Due to the tragedy of the commons, we can't just plop a stable OS on your laptop with the quality guarantees that we love about traditional distros with the freshness of apps that other plaforms enjoy (including other Linuxes, ffs!) . So many pieces are landing right now, and in many cases it's not in the right order.

We're in luck, Fedora Silverblue, openSUSE MicroOS (and their announced plans for ALP!), EndlessOS, and others are breaking the new ground here. And sure, SteamOS and Steam Deck landed a bit hot, but at some point people are going to wonder why their normal Linux distro isn't as reliable.  Multiple vendors pushing the model forward, feel free to choose one and roll with it, and let's not forget Nix and NixOS, there are plenty of non-commercial options in the space.

Stop politicizing git remotes

The whole idea that distro maintainers know what's up and that they're the lone gatekeepers keeping you safe from all those idiotic app developers makes no sense in real life.

First of all, the app developers working at these companies are allies, because I can guarantee you that for most of these companies the Linux desktop makes zero financial sense, and if they could, they would prefer to not deal with your bullshit.

These people use Linux, they're out there advocating for their org to do a better job, in many cases against unsurmountable odds, and it's not their fault that your belief system doesn't match with economic reality. In many cases they're the ones working on OSS on the side working on other cool projects!
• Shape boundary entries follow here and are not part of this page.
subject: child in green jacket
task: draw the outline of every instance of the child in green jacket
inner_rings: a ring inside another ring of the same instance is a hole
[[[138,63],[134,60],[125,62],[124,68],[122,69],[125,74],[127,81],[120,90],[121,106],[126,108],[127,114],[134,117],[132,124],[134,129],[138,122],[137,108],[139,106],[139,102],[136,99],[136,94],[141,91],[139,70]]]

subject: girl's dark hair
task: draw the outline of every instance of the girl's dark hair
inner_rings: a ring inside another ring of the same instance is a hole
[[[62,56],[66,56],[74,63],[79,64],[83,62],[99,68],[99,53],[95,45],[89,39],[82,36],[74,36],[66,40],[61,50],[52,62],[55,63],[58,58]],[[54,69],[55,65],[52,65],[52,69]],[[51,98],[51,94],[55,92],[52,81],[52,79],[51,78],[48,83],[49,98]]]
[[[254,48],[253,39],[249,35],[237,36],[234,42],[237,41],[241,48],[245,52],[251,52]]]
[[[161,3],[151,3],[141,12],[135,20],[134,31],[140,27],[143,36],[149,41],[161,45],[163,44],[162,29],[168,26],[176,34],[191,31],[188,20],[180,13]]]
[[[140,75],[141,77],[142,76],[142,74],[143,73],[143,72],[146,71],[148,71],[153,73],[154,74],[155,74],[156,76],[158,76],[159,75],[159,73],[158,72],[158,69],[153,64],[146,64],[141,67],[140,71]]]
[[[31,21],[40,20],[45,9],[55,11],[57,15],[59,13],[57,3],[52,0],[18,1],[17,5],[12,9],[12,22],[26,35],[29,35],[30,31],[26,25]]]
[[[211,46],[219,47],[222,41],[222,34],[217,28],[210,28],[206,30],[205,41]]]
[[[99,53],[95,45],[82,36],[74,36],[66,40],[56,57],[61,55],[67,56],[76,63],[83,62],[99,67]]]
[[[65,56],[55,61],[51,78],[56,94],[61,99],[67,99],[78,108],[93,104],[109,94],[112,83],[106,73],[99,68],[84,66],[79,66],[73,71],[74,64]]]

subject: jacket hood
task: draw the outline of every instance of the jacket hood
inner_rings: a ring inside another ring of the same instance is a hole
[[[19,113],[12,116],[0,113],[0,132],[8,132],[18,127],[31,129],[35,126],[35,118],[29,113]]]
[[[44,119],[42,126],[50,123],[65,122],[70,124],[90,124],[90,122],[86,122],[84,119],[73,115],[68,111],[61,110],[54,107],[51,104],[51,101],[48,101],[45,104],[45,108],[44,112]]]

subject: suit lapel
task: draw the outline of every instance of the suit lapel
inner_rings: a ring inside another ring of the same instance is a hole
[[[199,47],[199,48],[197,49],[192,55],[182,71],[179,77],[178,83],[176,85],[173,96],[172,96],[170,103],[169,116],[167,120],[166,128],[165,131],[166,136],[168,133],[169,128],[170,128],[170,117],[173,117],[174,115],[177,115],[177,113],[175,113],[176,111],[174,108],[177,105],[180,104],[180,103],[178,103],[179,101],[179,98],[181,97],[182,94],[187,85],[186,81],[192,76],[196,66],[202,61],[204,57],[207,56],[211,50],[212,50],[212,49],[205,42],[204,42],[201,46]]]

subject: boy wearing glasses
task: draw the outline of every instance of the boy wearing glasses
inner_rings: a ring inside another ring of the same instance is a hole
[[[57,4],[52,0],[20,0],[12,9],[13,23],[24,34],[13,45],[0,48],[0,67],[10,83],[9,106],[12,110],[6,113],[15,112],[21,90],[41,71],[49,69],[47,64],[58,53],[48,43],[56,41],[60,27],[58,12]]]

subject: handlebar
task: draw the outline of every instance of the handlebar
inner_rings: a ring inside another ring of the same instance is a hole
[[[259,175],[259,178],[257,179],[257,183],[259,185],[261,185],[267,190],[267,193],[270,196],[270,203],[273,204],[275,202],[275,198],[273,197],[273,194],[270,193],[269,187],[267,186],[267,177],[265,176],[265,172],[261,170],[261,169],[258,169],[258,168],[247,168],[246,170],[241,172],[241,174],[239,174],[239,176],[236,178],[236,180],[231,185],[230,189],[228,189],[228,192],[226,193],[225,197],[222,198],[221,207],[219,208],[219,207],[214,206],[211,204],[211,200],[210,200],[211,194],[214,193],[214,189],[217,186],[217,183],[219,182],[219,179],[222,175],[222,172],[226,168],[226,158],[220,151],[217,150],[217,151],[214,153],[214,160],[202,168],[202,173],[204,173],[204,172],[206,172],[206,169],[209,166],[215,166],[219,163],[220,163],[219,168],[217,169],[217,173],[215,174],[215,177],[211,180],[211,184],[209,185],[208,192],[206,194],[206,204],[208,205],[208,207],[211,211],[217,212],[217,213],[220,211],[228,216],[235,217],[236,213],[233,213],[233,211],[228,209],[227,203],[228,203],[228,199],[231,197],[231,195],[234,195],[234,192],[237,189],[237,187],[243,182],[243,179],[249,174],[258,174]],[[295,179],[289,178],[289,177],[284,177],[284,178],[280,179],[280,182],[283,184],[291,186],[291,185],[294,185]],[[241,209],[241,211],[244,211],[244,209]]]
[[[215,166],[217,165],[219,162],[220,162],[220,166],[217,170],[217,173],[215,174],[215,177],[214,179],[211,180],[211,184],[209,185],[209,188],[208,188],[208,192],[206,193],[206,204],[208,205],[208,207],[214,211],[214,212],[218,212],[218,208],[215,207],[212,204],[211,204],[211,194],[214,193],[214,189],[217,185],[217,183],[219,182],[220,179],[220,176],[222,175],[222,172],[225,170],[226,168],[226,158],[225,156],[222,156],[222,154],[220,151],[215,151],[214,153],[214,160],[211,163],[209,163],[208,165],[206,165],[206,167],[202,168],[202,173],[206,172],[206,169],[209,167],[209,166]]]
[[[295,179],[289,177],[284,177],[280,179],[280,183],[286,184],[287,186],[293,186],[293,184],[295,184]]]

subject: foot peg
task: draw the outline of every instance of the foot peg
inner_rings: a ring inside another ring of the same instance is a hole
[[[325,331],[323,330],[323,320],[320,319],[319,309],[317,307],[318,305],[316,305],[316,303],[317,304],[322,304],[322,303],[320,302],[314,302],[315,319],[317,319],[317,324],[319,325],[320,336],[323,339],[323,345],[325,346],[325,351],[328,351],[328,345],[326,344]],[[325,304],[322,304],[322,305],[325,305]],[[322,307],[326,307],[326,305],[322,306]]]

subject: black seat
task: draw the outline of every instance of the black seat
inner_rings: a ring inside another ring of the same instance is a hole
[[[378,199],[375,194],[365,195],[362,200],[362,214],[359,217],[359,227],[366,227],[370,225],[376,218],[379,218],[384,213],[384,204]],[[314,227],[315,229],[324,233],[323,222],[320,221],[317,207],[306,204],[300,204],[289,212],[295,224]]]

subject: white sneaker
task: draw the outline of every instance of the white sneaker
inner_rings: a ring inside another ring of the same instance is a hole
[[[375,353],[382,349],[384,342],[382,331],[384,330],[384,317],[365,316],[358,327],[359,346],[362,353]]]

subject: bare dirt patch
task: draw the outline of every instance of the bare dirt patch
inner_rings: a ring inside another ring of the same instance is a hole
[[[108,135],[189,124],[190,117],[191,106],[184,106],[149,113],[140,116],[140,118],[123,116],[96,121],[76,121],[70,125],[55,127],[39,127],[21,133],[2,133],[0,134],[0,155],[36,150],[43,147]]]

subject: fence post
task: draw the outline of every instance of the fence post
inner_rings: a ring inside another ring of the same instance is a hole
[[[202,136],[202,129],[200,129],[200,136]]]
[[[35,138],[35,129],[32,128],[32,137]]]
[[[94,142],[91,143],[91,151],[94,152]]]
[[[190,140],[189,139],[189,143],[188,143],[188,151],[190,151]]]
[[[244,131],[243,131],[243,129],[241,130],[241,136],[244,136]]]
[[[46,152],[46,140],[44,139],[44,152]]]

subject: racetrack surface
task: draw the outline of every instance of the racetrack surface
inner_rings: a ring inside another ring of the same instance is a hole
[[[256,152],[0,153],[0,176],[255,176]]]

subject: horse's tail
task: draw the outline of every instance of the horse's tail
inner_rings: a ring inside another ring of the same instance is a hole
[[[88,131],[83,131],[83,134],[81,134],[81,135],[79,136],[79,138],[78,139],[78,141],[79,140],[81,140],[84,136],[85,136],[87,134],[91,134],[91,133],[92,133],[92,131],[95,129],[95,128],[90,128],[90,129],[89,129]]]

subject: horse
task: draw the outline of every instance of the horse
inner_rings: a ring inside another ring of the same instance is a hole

Yeah it sucks that some ISVs don't package their stuff, and our own community is stepping up to package that stuff up, do the hard work, and put a bow on it so that when that Linux fan at that company wants to make the argument that supporting our platform is a good idea that we've given them the ammunition to make the argument. Craig McLuckie taught me this, it's called "Arm the rebels", and it's one of the many reasons Kubernetes was so successful, give your allies the tools they need to make the argument. Again, Linux has been there before in cloud, we're just applying those same techniques to desktop.
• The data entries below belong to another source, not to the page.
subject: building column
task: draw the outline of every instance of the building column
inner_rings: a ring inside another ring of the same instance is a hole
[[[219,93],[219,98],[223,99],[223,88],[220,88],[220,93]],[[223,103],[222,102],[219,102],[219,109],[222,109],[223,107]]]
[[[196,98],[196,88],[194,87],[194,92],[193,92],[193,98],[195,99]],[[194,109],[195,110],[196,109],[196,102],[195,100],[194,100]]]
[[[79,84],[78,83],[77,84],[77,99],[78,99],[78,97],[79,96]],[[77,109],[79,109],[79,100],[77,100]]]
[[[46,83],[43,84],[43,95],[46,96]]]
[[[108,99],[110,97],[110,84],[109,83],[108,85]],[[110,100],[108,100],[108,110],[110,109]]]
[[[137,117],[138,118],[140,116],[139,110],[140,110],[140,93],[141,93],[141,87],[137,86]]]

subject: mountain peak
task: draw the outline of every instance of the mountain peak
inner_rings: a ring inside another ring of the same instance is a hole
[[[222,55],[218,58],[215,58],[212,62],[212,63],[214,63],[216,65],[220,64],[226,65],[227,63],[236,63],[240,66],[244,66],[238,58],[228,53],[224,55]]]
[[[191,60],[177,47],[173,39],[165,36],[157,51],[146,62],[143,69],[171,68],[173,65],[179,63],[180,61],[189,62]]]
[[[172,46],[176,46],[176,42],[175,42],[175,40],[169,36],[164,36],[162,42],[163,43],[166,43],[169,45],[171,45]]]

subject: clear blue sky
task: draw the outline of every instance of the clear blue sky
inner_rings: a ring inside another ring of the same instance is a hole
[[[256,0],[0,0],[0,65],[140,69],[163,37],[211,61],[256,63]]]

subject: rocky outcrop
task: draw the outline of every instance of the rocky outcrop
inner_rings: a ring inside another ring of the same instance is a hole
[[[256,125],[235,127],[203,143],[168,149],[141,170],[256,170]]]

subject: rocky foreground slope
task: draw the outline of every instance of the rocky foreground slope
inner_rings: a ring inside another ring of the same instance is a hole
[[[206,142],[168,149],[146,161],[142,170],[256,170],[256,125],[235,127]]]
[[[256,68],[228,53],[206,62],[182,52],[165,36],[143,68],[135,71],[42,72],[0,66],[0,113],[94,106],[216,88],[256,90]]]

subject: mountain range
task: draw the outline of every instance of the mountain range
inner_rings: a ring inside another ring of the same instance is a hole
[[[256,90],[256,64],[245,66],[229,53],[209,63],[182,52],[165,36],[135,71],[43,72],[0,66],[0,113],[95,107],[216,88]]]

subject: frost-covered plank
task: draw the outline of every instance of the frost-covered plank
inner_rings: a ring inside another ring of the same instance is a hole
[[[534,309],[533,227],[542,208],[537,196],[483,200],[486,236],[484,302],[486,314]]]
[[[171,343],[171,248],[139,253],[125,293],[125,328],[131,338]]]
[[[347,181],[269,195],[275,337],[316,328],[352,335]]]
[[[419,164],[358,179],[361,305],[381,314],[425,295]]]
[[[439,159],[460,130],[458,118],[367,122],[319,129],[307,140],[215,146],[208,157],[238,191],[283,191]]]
Also, you won't believe where lots of these Linux app developers cut their teeth, surprise: it's working on distros! Stop artificially dividing people, we're all pipeline builders now, it doesn't matter if where people push their stuff as long as the work is getting done.

Stop romanticizing outdated models

The Linux desktop application model is broken. Start acting like the technical vanguards you claim to be, there is no future where every application you install gives root access to your computer to that vendor.  
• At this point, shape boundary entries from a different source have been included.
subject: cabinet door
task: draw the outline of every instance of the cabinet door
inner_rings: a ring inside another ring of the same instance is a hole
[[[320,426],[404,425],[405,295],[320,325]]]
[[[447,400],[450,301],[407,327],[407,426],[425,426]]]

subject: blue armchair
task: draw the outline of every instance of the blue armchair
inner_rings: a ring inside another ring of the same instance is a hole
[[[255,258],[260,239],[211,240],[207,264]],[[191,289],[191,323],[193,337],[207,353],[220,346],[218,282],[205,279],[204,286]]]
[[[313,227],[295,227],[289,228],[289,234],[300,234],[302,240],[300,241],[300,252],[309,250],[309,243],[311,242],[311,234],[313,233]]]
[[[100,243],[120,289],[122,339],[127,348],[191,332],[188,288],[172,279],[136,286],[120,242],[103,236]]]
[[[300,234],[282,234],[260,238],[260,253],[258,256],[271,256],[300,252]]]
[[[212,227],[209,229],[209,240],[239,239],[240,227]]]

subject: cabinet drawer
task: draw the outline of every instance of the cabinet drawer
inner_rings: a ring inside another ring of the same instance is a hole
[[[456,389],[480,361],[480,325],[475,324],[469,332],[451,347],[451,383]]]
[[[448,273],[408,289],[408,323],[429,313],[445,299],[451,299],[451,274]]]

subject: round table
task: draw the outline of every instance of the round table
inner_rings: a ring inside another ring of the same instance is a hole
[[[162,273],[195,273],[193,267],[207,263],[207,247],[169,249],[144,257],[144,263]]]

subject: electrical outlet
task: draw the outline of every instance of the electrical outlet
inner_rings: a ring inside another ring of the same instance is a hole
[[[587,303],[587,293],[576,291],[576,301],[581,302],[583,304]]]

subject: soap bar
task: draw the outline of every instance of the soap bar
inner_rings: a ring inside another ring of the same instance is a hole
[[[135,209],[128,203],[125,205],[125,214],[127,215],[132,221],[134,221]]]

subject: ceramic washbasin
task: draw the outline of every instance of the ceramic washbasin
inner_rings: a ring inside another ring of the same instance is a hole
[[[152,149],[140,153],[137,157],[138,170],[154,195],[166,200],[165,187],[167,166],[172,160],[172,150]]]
The only way this works is we give apps the least amount of permissions that they need, and if they need to do stuff we give them well understood APIs (like xdg portals) to negotiate the shit that they need and you just review and control how they do their business.

It's easier to help out

Flathub and flatpaks aren't perfect, and they might not be the future, but after doing this for about 20 years I am convinced that the best thing for the Linux desktop to do is to change the model: All applications should be untrusted by default, and the user should determine whether a fart app should have access to your ssh keys. ffs.

That being said even if you don't like how flatpak/hub are working out, it's better than what we have now, and the community knows where we need to go, it's just a matter of hands on keyboards, this doesn't have to be another decade-long transition like how Wayland was. I'm too old man, I'm not willing to make that kind of commitment, and that's why I participate! Let's just get it over with!